Apollonius wrote:Surlethe wrote:A uniform probability distribution is the probability density that corresponds to a constant probability.
I'm not sure I understand this. After 2 minutes of gazing at that sentence, I think it means that every.. uh.. thing that is possible, is equally so (the graph would be a straight line, while non-uniform would be bell-shaped for example). Is that right?
Yes, you're getting the idea. Let me put you on a little more solid ground. Suppose you had a lump of clay, weighing, say, 1 kg. Also, say you had a yardstick, and you must spread the 1 kg of clay along the yardstick any way you want, provided that the entire lump of clay must fit on the yardstick, and the clay must have identical height across the narrow dimension of the yardstick. The amount of clay between two arbitrary tickmarks is directly proportional to the probability of a random variable dictated by that distribution to land between those two values.
A uniform distribution would, between any two tickmarks of the yardstick, have clay equal height across the long dimension of the yardstick, like a block. Non-uniform is any other shape.

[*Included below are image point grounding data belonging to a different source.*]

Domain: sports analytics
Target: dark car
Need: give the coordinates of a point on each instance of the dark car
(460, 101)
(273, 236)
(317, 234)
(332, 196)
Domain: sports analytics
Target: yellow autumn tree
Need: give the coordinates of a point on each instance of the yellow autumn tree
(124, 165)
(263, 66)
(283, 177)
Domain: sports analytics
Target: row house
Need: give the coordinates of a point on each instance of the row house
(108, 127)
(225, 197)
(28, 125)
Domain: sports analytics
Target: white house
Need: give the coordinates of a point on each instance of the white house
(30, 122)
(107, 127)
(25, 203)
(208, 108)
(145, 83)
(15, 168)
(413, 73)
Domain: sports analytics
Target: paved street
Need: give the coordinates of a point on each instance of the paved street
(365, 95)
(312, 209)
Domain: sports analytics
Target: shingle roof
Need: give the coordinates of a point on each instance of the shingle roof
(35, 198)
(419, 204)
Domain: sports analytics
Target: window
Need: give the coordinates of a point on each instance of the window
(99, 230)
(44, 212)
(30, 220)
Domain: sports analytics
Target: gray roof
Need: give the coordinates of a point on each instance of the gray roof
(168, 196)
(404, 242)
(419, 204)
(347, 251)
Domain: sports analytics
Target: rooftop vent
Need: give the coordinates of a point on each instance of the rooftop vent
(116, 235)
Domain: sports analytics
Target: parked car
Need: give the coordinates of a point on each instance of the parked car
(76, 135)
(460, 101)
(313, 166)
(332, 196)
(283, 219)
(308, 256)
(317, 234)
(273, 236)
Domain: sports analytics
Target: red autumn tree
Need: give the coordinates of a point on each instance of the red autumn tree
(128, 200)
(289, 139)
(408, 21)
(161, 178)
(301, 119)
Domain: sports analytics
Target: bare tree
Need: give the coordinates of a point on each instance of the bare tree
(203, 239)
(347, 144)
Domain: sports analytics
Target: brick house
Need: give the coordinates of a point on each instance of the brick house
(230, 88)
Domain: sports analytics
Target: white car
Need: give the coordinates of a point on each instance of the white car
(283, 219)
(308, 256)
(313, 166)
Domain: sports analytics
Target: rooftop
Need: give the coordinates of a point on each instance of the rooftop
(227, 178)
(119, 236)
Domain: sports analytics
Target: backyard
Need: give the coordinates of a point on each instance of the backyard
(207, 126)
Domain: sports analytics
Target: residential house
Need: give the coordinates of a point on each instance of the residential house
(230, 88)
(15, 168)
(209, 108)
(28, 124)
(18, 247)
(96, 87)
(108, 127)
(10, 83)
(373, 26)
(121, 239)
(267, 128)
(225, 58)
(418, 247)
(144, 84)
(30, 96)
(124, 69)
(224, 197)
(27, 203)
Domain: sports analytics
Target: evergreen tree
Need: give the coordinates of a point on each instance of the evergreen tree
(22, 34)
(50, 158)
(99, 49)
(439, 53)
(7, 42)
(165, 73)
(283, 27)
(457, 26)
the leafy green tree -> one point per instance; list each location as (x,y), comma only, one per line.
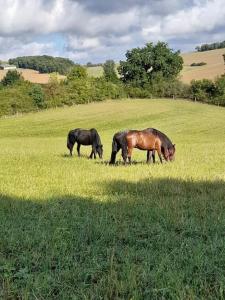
(38,96)
(109,71)
(11,77)
(77,72)
(144,64)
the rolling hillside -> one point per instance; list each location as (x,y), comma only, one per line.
(32,75)
(75,228)
(215,66)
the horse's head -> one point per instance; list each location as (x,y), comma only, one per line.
(99,150)
(170,153)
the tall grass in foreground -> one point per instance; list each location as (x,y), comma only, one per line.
(79,229)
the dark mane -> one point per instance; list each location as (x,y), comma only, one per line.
(166,142)
(96,137)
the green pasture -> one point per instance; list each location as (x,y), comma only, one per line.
(74,228)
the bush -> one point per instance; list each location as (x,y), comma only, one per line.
(110,72)
(77,72)
(37,94)
(202,90)
(12,77)
(16,99)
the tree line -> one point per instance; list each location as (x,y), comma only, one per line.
(147,72)
(43,64)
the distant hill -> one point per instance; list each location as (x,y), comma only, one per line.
(43,64)
(214,65)
(32,76)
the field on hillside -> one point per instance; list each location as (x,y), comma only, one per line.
(74,228)
(215,66)
(32,75)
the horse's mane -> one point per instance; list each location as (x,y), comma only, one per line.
(96,136)
(166,142)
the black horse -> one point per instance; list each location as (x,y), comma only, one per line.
(85,137)
(119,142)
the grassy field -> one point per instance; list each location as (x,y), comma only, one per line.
(74,228)
(214,66)
(32,76)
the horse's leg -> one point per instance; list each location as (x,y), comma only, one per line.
(159,154)
(149,156)
(94,151)
(129,154)
(124,153)
(71,150)
(153,156)
(78,149)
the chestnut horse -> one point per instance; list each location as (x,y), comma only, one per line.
(119,142)
(150,139)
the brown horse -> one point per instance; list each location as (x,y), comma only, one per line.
(152,140)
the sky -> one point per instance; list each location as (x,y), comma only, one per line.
(97,30)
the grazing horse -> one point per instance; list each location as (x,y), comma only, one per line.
(119,142)
(85,137)
(150,139)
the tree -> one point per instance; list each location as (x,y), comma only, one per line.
(144,64)
(109,71)
(77,72)
(11,77)
(38,96)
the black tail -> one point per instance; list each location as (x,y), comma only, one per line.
(114,151)
(119,142)
(96,137)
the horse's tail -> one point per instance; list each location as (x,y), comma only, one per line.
(119,141)
(114,150)
(71,138)
(96,137)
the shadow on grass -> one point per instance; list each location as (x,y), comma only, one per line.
(154,239)
(121,163)
(66,155)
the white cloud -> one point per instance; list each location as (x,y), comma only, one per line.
(103,29)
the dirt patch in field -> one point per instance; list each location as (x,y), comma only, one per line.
(214,65)
(32,76)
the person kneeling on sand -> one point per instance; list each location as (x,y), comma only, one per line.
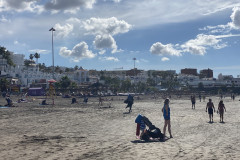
(210,108)
(146,134)
(166,115)
(129,102)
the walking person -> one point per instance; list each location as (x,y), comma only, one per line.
(221,108)
(210,108)
(166,115)
(129,102)
(193,100)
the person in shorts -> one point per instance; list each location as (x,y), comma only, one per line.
(210,108)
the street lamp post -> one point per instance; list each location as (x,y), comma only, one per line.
(52,29)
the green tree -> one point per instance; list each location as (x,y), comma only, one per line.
(65,82)
(4,83)
(27,63)
(6,55)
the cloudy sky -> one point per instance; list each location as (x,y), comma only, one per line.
(108,34)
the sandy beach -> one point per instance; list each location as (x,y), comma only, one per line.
(87,131)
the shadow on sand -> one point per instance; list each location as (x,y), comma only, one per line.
(150,141)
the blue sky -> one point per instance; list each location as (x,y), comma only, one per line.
(108,34)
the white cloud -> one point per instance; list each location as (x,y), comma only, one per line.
(161,49)
(201,43)
(69,5)
(40,51)
(4,19)
(19,44)
(79,52)
(235,18)
(101,26)
(63,31)
(109,59)
(226,28)
(102,51)
(20,6)
(105,41)
(165,59)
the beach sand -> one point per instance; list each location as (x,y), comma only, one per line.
(87,131)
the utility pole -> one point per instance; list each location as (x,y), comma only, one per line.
(52,29)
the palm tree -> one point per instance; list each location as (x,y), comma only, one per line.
(31,56)
(27,64)
(36,55)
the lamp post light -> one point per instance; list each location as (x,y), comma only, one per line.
(52,29)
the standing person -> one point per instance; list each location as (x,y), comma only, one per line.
(100,100)
(203,98)
(193,100)
(221,108)
(129,101)
(210,107)
(166,115)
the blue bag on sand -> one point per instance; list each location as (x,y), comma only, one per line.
(138,119)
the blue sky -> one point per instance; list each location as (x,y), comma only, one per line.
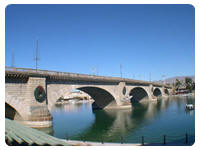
(156,39)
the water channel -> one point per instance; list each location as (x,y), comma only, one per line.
(151,120)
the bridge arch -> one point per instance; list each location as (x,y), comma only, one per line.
(12,109)
(166,91)
(157,92)
(138,94)
(103,96)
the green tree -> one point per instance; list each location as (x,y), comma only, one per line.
(189,84)
(177,84)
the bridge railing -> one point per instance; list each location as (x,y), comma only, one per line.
(78,75)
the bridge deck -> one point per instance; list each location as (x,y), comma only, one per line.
(17,134)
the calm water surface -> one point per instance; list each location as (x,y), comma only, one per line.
(151,120)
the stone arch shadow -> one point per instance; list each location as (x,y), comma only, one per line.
(157,92)
(12,109)
(102,97)
(138,94)
(166,91)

Apollonius wrote: A countable infinite set is one that you can index with natural numbers
...so far I'm still following you. So "countable" does just mean we can
start counting them, it doesn't mean we have to walk the entire line. Right?
Not quite. You can start counting an uncountable set, but you'll never be able to finish, just like in the countable case. Two finite set are the same size if you can attach strings between members of the two sets such that each member of one set has
exactly one string that ties it to a unique member of the other set, and vice versa. We can extend this idea to countable infinities by imagining a schema that ties a string from one member to the other in the same way. If we can do it, the two infinite sets are the same size. If one has left-over members, then that set is bigger (just like in the finite case). The schema that ties each member of one set to a unique member of the other set is a one-to-one correspondence, or bijection.

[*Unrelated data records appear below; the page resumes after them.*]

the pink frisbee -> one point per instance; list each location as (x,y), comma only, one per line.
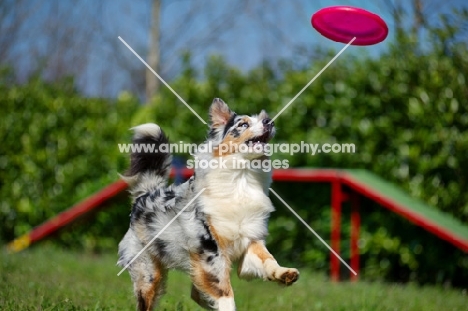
(343,23)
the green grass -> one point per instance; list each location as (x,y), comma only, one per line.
(45,278)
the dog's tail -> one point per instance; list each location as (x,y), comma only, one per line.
(149,166)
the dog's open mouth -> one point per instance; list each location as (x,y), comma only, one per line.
(263,139)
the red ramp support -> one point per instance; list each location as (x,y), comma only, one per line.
(359,182)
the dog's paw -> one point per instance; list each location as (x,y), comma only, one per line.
(286,276)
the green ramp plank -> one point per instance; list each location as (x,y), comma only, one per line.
(390,196)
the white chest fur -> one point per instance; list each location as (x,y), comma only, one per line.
(237,206)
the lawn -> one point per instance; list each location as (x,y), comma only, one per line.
(45,278)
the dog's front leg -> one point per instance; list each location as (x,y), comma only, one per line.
(257,262)
(211,287)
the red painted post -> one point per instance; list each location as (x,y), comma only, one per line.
(355,224)
(336,200)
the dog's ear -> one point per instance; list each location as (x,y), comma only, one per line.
(219,113)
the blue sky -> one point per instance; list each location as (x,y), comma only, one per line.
(243,34)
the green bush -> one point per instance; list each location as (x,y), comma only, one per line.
(57,148)
(405,111)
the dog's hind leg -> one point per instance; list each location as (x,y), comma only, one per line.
(257,262)
(211,287)
(149,280)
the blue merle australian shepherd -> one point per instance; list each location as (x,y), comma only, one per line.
(225,223)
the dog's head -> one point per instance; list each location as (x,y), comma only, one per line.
(239,134)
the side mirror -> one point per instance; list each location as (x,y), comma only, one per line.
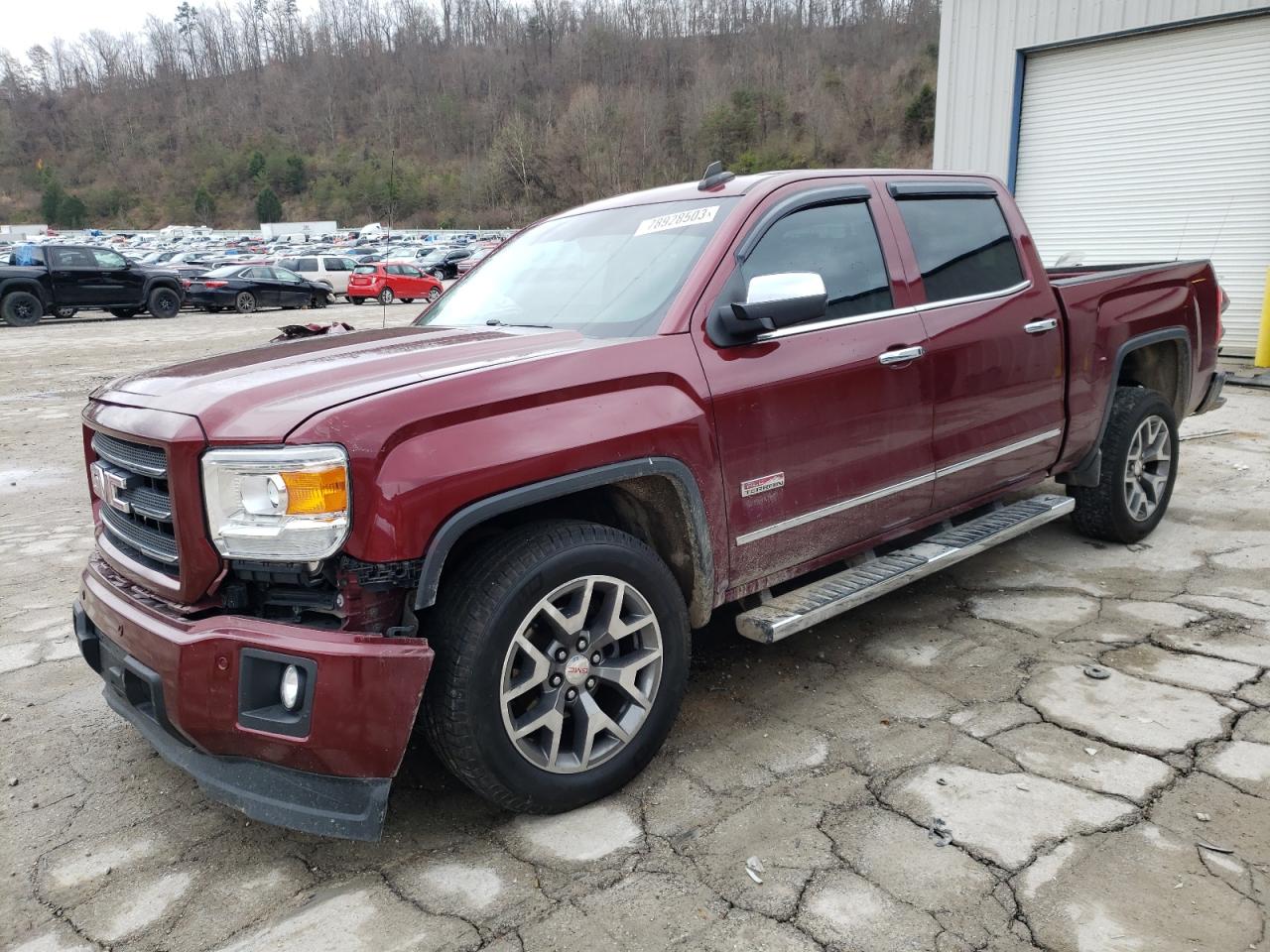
(775,301)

In this language, a countable infinity is one that has at least one bijection with the natural numbers... that is, for each member of the set, there is one and only one natural number it corresponds with, with no left-over natural numbers. By this, the even numbers are a countable infinity, the correspondance being dividing the even number by 2:
{2,4,6,8...} ⇄ {1,2,3,4...}
Apollonius wrote:But there are infinite sets that are so much bigger you can't even list them
Eh? Why not? For lack of what? Because we can't define them or don't know what they are? But if so, how do we know they are infinite or even exist?
No, the proofs of uncountability are immune to such little details. The proof involves assuming that you can list the set in some manner, then arriving at a contradiction. Basically, you use an arbitrary list, undefined in its details, and use that list to construct of a member that is unambiguously NOT on that list. This gives you a contradiction (the listing is supposedly complete, yet we found a member not on the list), and therefore the original premise that we can make such a list is wrong.